Marfan syndrome is a genetic disorder that affects connective tissue throughout the body and causes many clinical manifestations in patients. One common complication is advanced gum disease that increases the risk for mitral valve prolapse and damage to the aorta, bones, eyes, lungs, and covering of the spinal cord.
Clinicians at the University of Kentucky and the University of Aberdeen have developed a viable treatment option for a 56-year-old Marfan syndrome patient who had a long and complex oral treatment history including jawbone loss and misaligned teeth. As a result of advanced gum disease and bone loss, the patient was seeking a full-mouth dental replacement.
First, dentists performed a sinus lift with a bone graft to augment the upper jawbone, which had lost volume and density. Without it, there would not have been enough bone to support dental implants. After a healing period of nine months, clinicians extracted all remaining teeth and examined the quality of the bone graft, noting that the outcome was positive.
Nine SLActive screw-like implants were placed in the lower and upper jaw ridges where teeth are normally. After the implants osseointegrated, locator abutments were installed to allow the patient to easily insert a removable dental prosthesis that then was built, fitted, and provided to the patient.
The patient was seen for follow-up appointments for two years.

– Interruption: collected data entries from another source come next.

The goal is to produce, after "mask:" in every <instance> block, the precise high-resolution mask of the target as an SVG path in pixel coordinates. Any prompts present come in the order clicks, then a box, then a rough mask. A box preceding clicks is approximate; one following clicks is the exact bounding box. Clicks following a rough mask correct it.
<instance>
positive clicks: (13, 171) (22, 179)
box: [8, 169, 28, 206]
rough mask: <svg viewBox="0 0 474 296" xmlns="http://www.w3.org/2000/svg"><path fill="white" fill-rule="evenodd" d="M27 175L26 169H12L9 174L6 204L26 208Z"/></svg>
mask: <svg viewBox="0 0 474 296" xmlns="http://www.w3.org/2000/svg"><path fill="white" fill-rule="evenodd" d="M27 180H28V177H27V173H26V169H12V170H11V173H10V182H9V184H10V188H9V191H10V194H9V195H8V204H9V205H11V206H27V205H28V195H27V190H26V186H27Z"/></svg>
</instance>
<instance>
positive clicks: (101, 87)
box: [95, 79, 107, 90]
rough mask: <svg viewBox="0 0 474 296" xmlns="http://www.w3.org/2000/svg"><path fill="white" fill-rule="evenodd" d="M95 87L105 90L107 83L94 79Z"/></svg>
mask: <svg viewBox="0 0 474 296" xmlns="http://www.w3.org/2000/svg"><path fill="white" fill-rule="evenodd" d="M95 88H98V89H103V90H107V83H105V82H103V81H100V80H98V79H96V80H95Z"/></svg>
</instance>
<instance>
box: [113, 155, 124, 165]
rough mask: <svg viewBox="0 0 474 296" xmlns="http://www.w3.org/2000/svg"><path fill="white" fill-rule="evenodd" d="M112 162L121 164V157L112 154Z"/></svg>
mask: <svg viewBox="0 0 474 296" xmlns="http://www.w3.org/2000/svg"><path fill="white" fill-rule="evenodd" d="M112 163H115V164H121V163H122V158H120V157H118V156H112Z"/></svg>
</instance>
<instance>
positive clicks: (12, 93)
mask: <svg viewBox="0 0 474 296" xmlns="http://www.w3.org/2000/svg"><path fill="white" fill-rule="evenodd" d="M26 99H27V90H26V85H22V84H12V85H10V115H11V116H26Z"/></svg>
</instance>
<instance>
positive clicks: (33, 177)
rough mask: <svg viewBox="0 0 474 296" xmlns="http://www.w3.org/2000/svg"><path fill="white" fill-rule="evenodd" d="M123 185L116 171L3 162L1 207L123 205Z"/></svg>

The clinicians noted that he was pleased with the result and had no problems with the removable dental prosthesis.
The researchers also noted that dental professionals should become familiar with the oral manifestations of Marfan syndrome to help patients improve their quality of life through prevention and management. They concluded that their technique is an excellent option for patients with Marfan syndrome who need a dental prosthesis.
The article, “Full-Mouth Rehabilitation with Implant-Prosthesis in Marfan Syndrome Patient: Clinical Report and Literature Review,” was published by the Journal of Oral Implantology.